The first five years at the Paramount were fine. But last year, they told us there were no rooms left (even though we had a reservation) and then proceeded to give us what must’ve been the tiniest room in a hotel full of tiny Phillipe Starck designed rooms. And the crisp white design – white everything except for the gilt-framed artistic headboard – wasn’t so crisp and white anymore. There were cigarette burns on the white carpet and a soft patina of gray everywhere else.
And, to make matters worse, a clock radio went off FULL BLAST in the room next door at 4:30 a.m. Hotel security came upstairs immediately and knocked vigorously on the door until the guest turned it off.
So it wasn’t exactly the perfect night away from the kids that we always fantasize about.

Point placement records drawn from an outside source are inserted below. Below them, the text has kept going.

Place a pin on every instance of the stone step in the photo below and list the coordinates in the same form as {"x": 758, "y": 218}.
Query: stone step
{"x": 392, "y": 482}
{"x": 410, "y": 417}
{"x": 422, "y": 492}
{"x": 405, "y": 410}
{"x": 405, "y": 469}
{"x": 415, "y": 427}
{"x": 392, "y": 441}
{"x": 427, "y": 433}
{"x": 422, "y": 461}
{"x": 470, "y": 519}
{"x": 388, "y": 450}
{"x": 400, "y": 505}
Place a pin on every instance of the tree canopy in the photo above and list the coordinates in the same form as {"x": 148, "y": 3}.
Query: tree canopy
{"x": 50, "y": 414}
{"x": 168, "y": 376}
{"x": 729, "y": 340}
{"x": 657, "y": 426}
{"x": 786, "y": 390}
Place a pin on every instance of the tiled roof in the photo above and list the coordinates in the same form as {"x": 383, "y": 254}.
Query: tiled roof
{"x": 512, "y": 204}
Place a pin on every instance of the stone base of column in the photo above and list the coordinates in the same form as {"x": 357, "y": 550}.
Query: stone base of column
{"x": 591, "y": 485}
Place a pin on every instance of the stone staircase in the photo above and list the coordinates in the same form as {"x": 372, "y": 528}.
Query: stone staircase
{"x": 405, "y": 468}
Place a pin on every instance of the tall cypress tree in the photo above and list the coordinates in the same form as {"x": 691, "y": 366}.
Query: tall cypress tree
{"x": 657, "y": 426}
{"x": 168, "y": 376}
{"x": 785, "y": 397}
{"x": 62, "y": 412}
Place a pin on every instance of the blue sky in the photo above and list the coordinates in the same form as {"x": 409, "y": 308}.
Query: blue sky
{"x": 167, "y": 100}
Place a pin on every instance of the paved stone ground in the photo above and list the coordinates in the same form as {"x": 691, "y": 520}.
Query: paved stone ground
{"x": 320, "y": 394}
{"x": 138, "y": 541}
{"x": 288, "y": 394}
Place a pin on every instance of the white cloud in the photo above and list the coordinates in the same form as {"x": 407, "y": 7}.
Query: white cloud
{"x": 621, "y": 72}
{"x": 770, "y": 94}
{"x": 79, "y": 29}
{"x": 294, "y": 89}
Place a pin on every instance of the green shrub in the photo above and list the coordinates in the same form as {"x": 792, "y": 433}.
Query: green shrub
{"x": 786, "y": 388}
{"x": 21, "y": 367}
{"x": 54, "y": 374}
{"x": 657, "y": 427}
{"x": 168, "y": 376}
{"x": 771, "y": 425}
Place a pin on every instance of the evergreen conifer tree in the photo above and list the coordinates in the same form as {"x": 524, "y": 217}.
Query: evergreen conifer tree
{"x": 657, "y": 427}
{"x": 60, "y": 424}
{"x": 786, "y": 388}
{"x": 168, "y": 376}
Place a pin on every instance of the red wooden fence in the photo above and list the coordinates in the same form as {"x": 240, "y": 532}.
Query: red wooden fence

This year we decided to be low key, even blase. Why make such a big deal about it anyway? It’s only 16 years. Plus making a big tadoo arouses expectations and sets you up for disappointment. This year, our pproach was: take it easy, take it slow. Wish each other a Happy Anniversary and have a nice dinner in Brooklyn.
And that’s exactly what we did. At Brooklyn Fish Camp on Fifth Avenue at Warren Street, the chilled bottle of reasonably priced white wine from Australia was all we needed to enjoy the sultry summer night sitting in the restaurant’s large, lovely backyard. We reminisced about our wedding 16 years ago, remembering what we were doing when.
And both of us agreed that this new addition to the Fifth Avenue restaurant scene had the feel of a lobster restaurant in Welfleet, or some other Cape Cod town. We felt like we were close to the ocean, not Fifth Avenue.
Even though the service was unbelievably slow – the kitchen was extremely backed up during the rush hour of Saturday night dinner – the food was excellent and the wait staff was friendly, attentive, and full of guilt about how long it was taking for the food to come out. Our waitress, April, kept giving us progress reports and assurances us that the food was on the way.
And we didn’t get antsy or annoyed. First off, we were just glad to be out without the kids, away from our apartment. Alone. That in and of itself is special.
And the restaurant’s shortcomings felt appropriate somehow. It was real life, not the fantasy of "the big night out where everything is perfect." Kind of like marriage: full of minor inconveniences and annoyances. It isn’t easy, it isn’t always fun, and sometimes it’s downright frustrating.
Nothing a nice bottle of chilled white wine from Australia can’t fix. That’s just the way it is.